Tertikamnya Sang Jendral di Tangan Seorang Katro


Oleh: Danny PH Siagian, SE, MM
(Pengamat Sosial Politik dan Kemasyarakatan)

Sungguh di luar nalar, sang Jendral mantan Panglima TNI, bisa kena tikam di bagian perut oleh seorang manusia katro bertampang culun, tapi bejatnya minta ampun. Bahkan mungkin ini pertama kalinya seorang Jenderal ditusuk.

Upaya penikaman sang Jendral tampak jelas sudah direncanakan, alias delik pembunuhan berencana. Terbukti si manusia katro Abu Rara itu sudah menyiapkan sebilah belati. Bahkan isterinyapun membawa gunting. Posisi mereka berduapun diketahui dalam jarak yang sangat dekat dengan sasaran.

Peristiwa yang mengenaskan itu terjadi saat sang Jendral, Menkopolhukam Wiranto menghadiri peresmian Gedung Kuliah Bersama Universitas Mathlaul Anwar di Desa Sindanghayu, Saketi, Pandeglang, Banten, yang kemudian Wiranto diserang di alun-alun Menes, Pandeglang, Banten saat baru turun dari mobil, Kamis, 10 Oktober 2019.
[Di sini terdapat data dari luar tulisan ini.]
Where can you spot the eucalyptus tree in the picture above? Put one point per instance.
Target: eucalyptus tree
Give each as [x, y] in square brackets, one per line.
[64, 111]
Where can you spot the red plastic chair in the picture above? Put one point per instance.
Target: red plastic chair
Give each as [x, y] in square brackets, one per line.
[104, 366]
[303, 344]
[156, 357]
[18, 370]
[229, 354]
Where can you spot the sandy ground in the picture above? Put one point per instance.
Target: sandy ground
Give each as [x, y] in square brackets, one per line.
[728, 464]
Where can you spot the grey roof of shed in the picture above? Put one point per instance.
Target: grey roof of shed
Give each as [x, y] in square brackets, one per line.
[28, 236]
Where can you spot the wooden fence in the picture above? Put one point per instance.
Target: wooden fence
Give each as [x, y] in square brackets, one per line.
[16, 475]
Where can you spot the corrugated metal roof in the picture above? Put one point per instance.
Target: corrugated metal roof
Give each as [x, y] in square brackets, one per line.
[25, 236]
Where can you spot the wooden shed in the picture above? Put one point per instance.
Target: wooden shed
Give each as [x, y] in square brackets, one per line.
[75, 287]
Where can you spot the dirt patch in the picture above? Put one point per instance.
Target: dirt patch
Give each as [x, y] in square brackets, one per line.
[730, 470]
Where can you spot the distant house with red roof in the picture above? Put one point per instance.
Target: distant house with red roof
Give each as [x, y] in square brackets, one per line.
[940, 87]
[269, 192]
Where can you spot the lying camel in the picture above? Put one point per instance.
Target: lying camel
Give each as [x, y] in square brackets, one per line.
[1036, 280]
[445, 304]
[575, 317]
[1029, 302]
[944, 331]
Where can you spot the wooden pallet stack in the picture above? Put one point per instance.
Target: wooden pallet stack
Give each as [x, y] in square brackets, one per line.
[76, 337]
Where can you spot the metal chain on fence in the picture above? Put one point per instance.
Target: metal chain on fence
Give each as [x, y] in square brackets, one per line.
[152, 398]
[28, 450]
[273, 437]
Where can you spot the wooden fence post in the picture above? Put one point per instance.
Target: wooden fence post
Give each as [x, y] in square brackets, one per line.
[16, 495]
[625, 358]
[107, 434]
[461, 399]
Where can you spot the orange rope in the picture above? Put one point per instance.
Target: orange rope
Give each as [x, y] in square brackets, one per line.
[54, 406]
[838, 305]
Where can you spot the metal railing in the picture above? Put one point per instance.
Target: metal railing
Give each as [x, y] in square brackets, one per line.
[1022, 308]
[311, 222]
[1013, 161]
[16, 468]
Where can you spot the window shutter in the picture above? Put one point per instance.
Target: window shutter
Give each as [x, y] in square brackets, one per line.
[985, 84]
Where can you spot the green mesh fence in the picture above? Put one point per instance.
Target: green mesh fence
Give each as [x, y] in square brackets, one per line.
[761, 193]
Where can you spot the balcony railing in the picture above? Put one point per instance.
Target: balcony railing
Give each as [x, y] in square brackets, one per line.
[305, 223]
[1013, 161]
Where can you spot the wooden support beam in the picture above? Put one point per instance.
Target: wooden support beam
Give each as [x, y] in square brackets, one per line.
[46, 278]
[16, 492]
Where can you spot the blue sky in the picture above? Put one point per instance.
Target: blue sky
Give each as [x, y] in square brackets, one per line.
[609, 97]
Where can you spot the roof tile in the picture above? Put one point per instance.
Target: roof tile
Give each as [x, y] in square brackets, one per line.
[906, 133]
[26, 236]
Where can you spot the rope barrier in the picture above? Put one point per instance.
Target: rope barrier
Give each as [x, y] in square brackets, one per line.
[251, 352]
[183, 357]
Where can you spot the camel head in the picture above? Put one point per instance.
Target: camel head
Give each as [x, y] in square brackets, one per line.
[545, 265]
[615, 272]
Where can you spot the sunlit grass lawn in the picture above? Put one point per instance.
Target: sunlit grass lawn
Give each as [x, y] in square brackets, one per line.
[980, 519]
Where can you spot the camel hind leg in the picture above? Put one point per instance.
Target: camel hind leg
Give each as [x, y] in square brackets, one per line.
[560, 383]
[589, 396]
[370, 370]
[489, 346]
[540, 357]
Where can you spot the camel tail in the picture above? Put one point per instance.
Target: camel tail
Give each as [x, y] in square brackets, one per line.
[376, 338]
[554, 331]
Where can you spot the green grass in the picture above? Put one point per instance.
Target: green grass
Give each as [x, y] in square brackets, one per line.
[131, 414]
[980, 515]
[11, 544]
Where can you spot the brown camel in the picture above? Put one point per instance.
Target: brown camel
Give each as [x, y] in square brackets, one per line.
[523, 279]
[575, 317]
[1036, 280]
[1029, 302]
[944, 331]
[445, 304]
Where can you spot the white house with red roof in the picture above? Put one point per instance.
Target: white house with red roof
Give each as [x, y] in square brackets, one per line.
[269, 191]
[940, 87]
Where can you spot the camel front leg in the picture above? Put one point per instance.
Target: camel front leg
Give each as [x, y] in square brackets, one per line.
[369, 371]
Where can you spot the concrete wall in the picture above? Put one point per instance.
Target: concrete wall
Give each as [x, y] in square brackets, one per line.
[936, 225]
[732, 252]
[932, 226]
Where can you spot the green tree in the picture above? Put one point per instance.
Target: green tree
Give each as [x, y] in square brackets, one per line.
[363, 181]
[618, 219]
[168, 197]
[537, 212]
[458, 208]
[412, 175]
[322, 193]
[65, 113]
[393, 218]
Se Indonesiapun langsung heboh, apalagi peristiwa ini terjadi ditengah panasnya suhu politik, jelang pelantikan Presiden dan Wakil Presiden Indonesia Terpilih secara sah. Kecenderungan dugaan mengarah kepada adanya upaya pihak tertentu, untuk membuat teror jelang pelantikan 20 Oktober nanti.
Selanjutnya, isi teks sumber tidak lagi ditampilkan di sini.